The Ways and Means spokesperson said Lerner's statement in the June 2012 e-mail exchange is untrue because the committee knows that the IRS continued the targeting for two years and because IRS employees have said in interviews with the committee that they still have no direction on how to process political advocacy cases. According to Ways and Means, 56 conservative groups' applications remained unprocessed as of May 31.
Cleta Mitchell of Foley & Lardner LLP said the e-mails reveal that the statement Lerner made at the American Bar Association Section of Taxation meeting, admitting that the IRS mistreated conservative groups, and those that other IRS officials made in the following days were insincere.
"For those of us who have lived through the IRS's BOLO program targeting Tea Party organizations, which began in late 2009, early 2010, these internal e-mails are sickening confirmation that the IRS generally and its officials -- from former Commissioner Doug Shulman, to Acting Commissioner Steven Miller, to Acting Commissioner Danny Werfel and, most especially, Lois Lerner and Holly Paz, among others -- are all liars," Mitchell said in an e-mail to Tax Analysts. "They have lied to Congress, to the public, to attorneys seeking information as to the status of the cases, to TIGTA, and forced their underlings to also lie. I see names on these e-mails of IRS agents and employees who lied to me when I contacted them about the status of my clients' applications."

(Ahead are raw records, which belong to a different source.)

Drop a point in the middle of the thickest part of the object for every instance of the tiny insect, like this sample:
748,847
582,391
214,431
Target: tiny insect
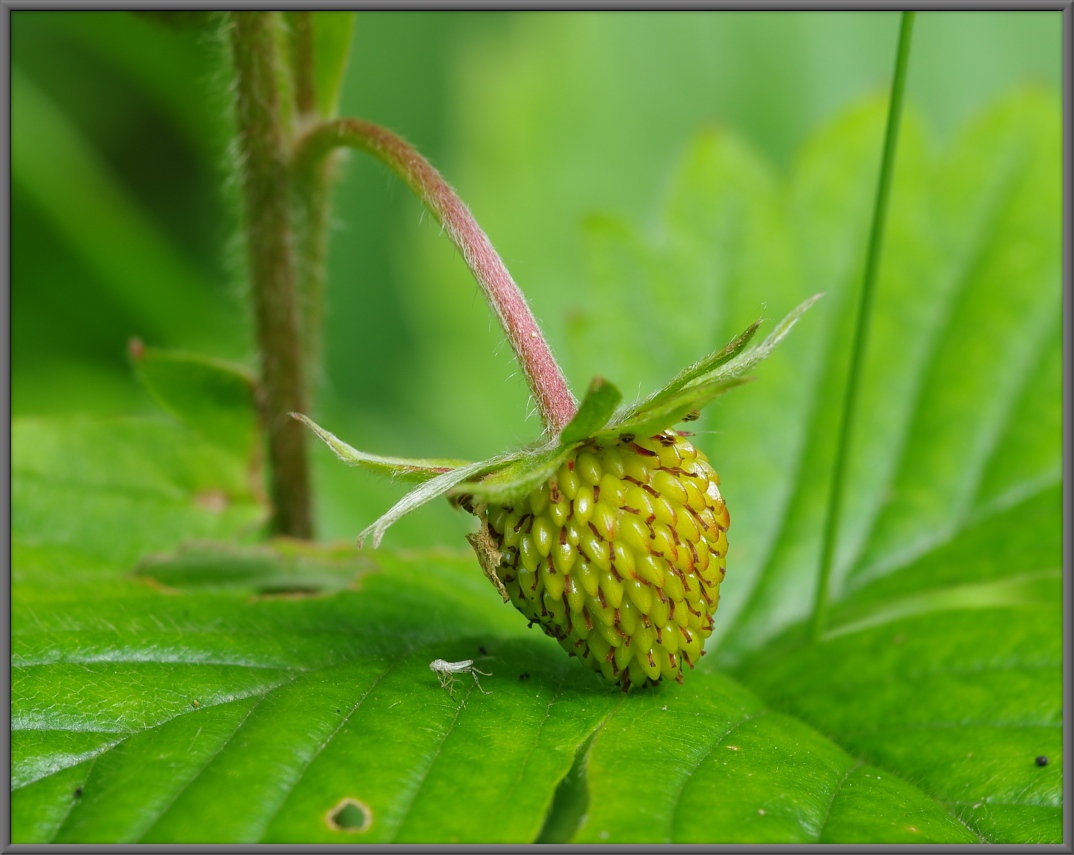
447,670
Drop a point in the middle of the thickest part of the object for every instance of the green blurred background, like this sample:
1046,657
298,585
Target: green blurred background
124,204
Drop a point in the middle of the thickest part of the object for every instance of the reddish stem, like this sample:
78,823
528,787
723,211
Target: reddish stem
554,401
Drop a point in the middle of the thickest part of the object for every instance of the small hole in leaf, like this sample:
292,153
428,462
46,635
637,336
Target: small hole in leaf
349,815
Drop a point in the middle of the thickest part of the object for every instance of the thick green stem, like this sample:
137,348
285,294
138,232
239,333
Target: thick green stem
269,241
861,331
313,198
554,401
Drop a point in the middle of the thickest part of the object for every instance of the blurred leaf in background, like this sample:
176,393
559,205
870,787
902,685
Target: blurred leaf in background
654,183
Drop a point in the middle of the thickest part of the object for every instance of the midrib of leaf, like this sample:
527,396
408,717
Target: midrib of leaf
835,794
986,232
160,814
984,595
717,740
536,740
411,797
274,810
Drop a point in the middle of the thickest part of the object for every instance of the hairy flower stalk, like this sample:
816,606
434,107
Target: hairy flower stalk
549,387
610,533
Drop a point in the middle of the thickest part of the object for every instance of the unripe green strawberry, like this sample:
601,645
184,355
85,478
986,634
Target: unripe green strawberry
620,555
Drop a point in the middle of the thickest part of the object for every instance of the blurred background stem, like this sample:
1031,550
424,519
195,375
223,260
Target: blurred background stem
265,183
532,352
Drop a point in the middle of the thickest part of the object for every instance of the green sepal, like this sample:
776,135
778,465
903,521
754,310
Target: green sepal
519,477
594,411
670,410
403,468
508,477
426,492
702,381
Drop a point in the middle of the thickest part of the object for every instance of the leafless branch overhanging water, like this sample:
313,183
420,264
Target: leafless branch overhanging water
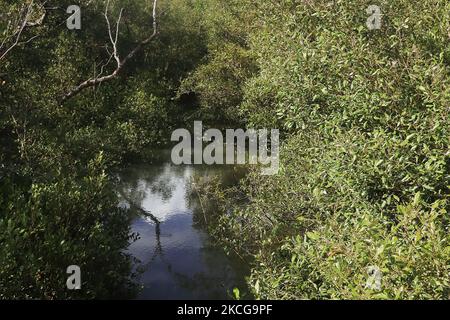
120,62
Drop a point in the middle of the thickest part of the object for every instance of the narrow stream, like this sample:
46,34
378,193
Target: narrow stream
177,258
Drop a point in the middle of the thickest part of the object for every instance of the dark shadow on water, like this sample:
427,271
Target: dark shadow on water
178,259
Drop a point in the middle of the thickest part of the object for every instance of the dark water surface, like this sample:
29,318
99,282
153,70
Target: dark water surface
177,257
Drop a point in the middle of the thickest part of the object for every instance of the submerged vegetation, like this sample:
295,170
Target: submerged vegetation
364,115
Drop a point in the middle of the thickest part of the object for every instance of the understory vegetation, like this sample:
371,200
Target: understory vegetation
364,119
364,178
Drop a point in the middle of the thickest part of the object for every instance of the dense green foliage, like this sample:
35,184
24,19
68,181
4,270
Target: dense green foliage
57,204
365,164
365,159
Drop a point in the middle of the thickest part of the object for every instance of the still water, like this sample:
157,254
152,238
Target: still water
176,258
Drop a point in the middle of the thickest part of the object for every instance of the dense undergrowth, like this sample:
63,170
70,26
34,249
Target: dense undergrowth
365,160
364,179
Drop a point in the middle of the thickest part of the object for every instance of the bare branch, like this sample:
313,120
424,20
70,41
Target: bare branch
120,63
24,23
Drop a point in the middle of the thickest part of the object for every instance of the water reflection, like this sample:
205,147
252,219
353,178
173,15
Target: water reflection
177,258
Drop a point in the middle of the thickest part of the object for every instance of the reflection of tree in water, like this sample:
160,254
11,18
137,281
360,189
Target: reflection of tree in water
139,183
136,183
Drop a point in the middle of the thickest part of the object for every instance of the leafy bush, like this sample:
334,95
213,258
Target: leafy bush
365,116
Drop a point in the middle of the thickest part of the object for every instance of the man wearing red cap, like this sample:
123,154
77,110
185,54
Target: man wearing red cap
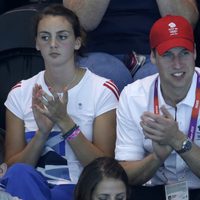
158,121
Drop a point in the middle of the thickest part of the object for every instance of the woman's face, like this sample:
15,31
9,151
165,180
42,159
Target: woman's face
110,189
56,40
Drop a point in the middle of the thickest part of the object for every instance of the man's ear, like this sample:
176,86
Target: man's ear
77,43
3,169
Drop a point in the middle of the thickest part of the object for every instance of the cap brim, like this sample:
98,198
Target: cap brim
173,43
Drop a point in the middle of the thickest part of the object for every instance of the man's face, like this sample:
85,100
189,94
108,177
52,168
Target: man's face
176,67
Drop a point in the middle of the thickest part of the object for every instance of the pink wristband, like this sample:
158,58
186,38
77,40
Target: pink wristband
74,134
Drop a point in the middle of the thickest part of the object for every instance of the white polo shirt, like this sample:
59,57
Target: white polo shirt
131,144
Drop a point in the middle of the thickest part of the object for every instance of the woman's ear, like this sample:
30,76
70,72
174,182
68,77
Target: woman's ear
3,169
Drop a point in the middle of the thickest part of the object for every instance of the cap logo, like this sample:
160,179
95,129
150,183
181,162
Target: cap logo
173,30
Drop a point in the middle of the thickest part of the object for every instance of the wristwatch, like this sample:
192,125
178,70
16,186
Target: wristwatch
186,146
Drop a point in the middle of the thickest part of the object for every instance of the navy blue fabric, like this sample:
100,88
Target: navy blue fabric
125,27
25,182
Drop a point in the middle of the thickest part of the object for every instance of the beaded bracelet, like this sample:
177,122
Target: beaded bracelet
70,132
74,134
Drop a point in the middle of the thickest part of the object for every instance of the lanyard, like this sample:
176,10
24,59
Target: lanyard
195,109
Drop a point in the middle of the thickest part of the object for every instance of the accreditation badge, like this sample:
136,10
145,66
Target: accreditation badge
177,191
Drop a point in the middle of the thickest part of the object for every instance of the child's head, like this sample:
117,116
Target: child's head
102,177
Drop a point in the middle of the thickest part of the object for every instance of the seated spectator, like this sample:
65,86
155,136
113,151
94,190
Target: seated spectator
62,118
158,118
103,178
121,28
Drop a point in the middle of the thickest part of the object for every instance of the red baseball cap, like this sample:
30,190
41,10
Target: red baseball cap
171,31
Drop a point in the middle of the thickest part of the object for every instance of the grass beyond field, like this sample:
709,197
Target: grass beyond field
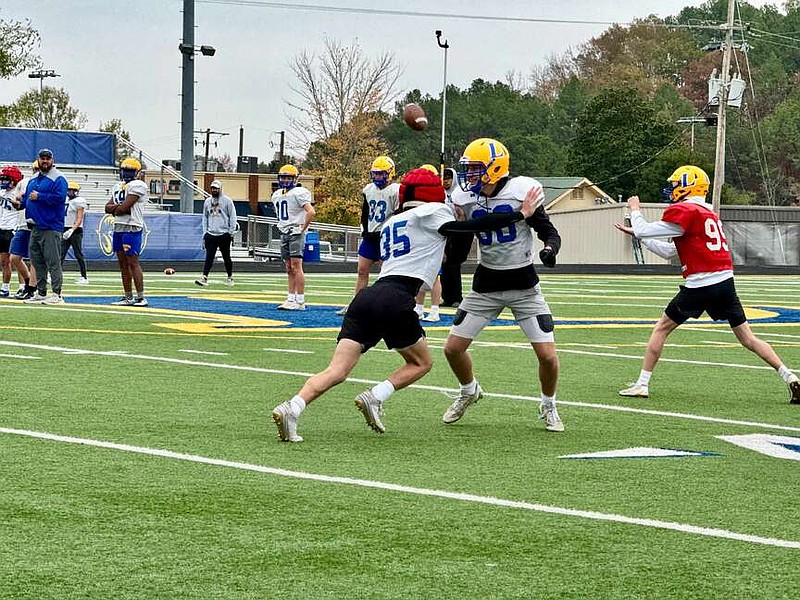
138,458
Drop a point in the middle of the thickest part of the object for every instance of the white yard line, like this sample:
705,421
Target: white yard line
444,390
404,489
20,356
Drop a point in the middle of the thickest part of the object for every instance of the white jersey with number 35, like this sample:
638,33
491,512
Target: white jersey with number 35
510,247
411,244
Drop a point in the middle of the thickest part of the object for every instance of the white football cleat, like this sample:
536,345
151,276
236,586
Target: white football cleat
794,389
549,413
636,390
372,409
460,405
286,422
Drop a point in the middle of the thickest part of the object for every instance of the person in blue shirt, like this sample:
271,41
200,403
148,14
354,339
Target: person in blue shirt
43,201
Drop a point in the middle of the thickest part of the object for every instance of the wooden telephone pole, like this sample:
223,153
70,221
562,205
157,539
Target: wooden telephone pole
719,162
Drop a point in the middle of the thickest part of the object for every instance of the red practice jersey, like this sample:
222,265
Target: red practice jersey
702,248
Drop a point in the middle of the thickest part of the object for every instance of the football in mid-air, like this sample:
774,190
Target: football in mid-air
415,117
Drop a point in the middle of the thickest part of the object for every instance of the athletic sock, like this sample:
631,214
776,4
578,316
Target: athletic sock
298,405
383,390
467,389
786,374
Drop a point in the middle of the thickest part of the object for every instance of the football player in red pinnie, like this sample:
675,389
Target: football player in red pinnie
695,234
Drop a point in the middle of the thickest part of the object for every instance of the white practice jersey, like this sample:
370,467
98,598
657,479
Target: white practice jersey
512,246
118,195
73,205
8,214
289,208
381,202
411,244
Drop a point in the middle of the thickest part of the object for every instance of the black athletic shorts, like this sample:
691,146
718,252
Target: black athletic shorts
385,311
6,235
719,301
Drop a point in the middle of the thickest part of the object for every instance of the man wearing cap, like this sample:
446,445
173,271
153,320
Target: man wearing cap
73,229
43,202
219,225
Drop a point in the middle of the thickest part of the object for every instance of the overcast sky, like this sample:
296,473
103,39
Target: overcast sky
120,59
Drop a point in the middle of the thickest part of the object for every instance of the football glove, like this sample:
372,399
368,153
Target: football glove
548,257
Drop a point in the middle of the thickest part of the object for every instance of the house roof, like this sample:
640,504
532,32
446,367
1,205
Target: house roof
556,188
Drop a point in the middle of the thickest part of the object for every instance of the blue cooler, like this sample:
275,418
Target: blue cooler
311,250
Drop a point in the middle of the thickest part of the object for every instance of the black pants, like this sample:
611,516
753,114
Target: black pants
75,242
222,243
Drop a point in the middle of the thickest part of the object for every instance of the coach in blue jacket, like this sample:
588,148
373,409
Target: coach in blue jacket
44,201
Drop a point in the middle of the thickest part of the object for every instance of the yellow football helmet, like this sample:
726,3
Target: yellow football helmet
128,169
485,161
688,181
430,168
287,176
382,171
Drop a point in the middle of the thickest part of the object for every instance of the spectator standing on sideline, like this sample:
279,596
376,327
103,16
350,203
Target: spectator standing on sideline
412,246
20,245
9,178
219,225
293,206
43,202
73,229
127,207
505,276
380,201
697,238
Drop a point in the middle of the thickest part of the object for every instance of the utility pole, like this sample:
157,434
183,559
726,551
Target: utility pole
445,46
208,133
719,162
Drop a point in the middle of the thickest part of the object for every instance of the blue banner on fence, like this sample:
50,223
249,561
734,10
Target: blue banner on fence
69,147
166,237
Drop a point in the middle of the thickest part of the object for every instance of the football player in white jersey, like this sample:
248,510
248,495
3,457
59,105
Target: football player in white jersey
505,276
295,211
412,246
380,202
127,206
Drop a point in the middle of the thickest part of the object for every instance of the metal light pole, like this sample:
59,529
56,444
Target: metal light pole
41,74
445,46
188,50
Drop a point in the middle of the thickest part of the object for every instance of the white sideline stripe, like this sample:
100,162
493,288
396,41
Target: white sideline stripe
393,487
20,356
432,388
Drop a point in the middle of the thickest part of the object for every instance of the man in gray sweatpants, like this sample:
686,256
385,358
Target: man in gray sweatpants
43,202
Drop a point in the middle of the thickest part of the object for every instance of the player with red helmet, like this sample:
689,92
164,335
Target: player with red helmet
411,246
697,237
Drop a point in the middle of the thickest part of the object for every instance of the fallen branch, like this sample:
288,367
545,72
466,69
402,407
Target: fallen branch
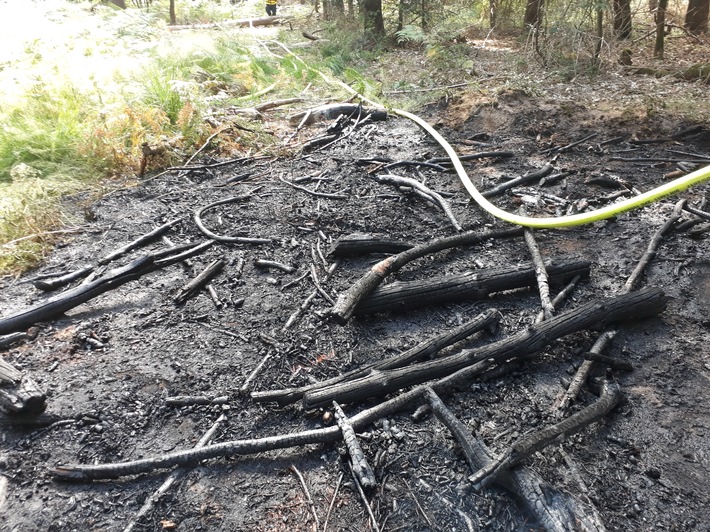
569,146
527,178
148,237
409,182
346,303
309,499
229,239
361,468
472,157
543,282
69,299
471,286
172,478
639,304
309,300
191,288
244,22
422,351
605,338
313,192
62,280
523,344
555,511
532,443
333,111
357,244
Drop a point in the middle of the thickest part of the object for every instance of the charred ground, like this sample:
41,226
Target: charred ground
644,467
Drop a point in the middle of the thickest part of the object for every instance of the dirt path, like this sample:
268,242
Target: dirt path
645,467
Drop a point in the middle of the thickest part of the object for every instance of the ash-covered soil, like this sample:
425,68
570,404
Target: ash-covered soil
643,467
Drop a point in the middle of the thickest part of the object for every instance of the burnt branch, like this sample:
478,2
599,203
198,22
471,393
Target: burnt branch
485,320
523,344
559,513
391,179
361,468
74,297
644,303
543,284
197,216
532,443
345,305
357,244
477,285
194,286
527,178
148,237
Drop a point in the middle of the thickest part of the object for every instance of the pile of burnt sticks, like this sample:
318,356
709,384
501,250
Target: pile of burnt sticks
427,381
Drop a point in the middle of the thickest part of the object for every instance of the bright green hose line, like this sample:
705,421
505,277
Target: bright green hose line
677,185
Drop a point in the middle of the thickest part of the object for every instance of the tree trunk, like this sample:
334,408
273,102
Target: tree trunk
622,19
599,32
660,28
373,20
492,12
425,14
696,17
533,13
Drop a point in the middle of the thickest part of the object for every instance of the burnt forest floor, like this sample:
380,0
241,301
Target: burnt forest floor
109,365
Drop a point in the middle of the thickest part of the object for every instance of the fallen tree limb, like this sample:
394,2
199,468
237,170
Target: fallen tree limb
541,273
74,297
361,468
554,510
640,304
527,178
172,478
606,337
346,303
244,22
485,320
477,285
594,314
445,161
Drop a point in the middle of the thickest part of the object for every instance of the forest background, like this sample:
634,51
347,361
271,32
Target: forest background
97,96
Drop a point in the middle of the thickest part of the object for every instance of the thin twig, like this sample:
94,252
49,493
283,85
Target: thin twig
364,500
197,216
358,462
543,282
172,478
392,179
313,192
332,502
207,142
307,493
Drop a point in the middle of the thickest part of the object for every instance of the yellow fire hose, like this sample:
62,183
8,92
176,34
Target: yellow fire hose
677,185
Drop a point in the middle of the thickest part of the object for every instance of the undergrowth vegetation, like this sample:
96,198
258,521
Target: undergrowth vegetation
64,135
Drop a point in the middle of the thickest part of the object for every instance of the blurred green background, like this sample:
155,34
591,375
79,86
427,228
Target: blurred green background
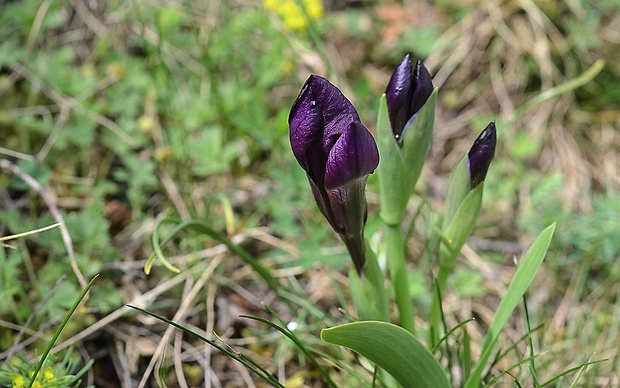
126,112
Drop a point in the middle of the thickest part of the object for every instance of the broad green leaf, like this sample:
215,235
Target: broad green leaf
461,226
520,282
392,348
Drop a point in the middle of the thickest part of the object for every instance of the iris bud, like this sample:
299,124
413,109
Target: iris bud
406,93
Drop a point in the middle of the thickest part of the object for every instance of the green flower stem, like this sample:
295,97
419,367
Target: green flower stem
398,274
438,291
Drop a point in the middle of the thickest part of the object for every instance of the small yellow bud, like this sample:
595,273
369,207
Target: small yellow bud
146,124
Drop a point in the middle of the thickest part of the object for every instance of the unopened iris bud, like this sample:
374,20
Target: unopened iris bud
338,153
481,154
406,93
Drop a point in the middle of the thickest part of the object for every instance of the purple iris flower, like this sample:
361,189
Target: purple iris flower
480,155
338,153
406,93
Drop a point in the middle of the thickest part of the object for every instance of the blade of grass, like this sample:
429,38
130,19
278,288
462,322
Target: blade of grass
64,322
244,360
523,277
290,335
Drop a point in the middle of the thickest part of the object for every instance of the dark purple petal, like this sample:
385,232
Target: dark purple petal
406,93
422,87
319,115
398,95
306,125
337,110
353,156
480,155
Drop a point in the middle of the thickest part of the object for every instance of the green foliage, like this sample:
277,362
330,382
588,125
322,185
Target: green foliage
54,373
392,348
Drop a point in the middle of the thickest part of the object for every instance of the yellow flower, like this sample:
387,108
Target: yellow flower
314,8
271,5
295,22
48,375
293,16
18,381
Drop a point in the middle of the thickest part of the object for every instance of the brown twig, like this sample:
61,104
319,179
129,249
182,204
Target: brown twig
50,201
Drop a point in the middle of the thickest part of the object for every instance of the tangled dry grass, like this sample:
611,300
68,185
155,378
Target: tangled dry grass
493,60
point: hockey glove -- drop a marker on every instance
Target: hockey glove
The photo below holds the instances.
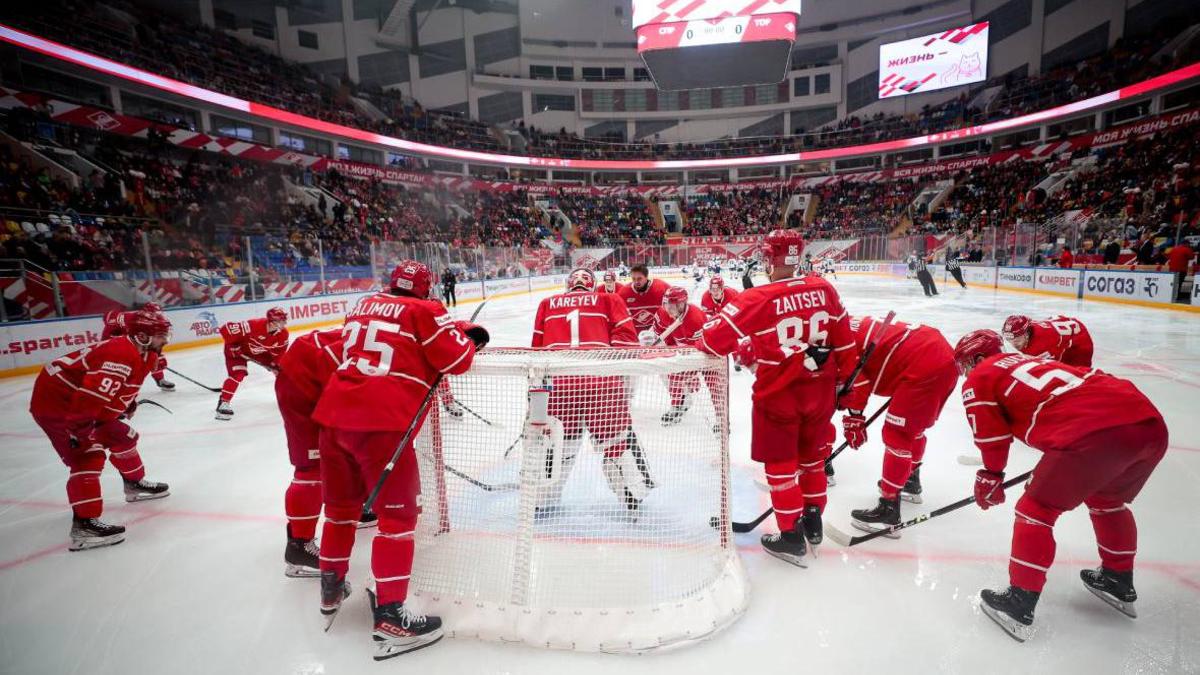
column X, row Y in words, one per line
column 477, row 333
column 853, row 429
column 989, row 490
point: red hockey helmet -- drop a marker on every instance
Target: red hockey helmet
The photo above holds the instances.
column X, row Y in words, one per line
column 975, row 345
column 581, row 280
column 412, row 278
column 784, row 248
column 1017, row 329
column 143, row 326
column 676, row 300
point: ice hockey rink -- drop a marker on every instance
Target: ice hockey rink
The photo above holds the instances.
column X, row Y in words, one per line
column 198, row 585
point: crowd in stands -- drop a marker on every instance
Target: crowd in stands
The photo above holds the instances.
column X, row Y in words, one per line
column 607, row 221
column 754, row 210
column 209, row 58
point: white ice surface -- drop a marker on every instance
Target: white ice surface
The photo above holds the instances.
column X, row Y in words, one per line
column 198, row 586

Mitchell said Congress should dismantle the entire EO unit. "Abolish it and the process of seeking exempt status from the IRS," she said. "Just send it to the ash heap of history. This level of dishonesty is not something from which any organization can recover because the corruption is simply too deeply rooted."
Ways and Means Chair Dave Camp, R-Mich., said the e-mails add to the "increasing and overwhelming evidence that Lois Lerner and high-level IRS employees in Washington were abusing their power to prevent conservative groups from organizing and carrying out their missions." He added, "There are still mountains of documents to go through, but it is already clear the IRS is out of control and they will be held accountable."
In a statement provided to Tax Analysts, Ways and Means ranking minority member Sander M. Levin, D-Mich., said Lerner was "incompetent in her management of the IRS tax-exempt division and unprofessional in her conduct," but he noted that Republicans' selective leaking of documents "does not change the fact that tens of thousands of documents and dozens of interviews with IRS employees have revealed absolutely no evidence of political motivation, no evidence of outside influence, and no evidence of White House involvement."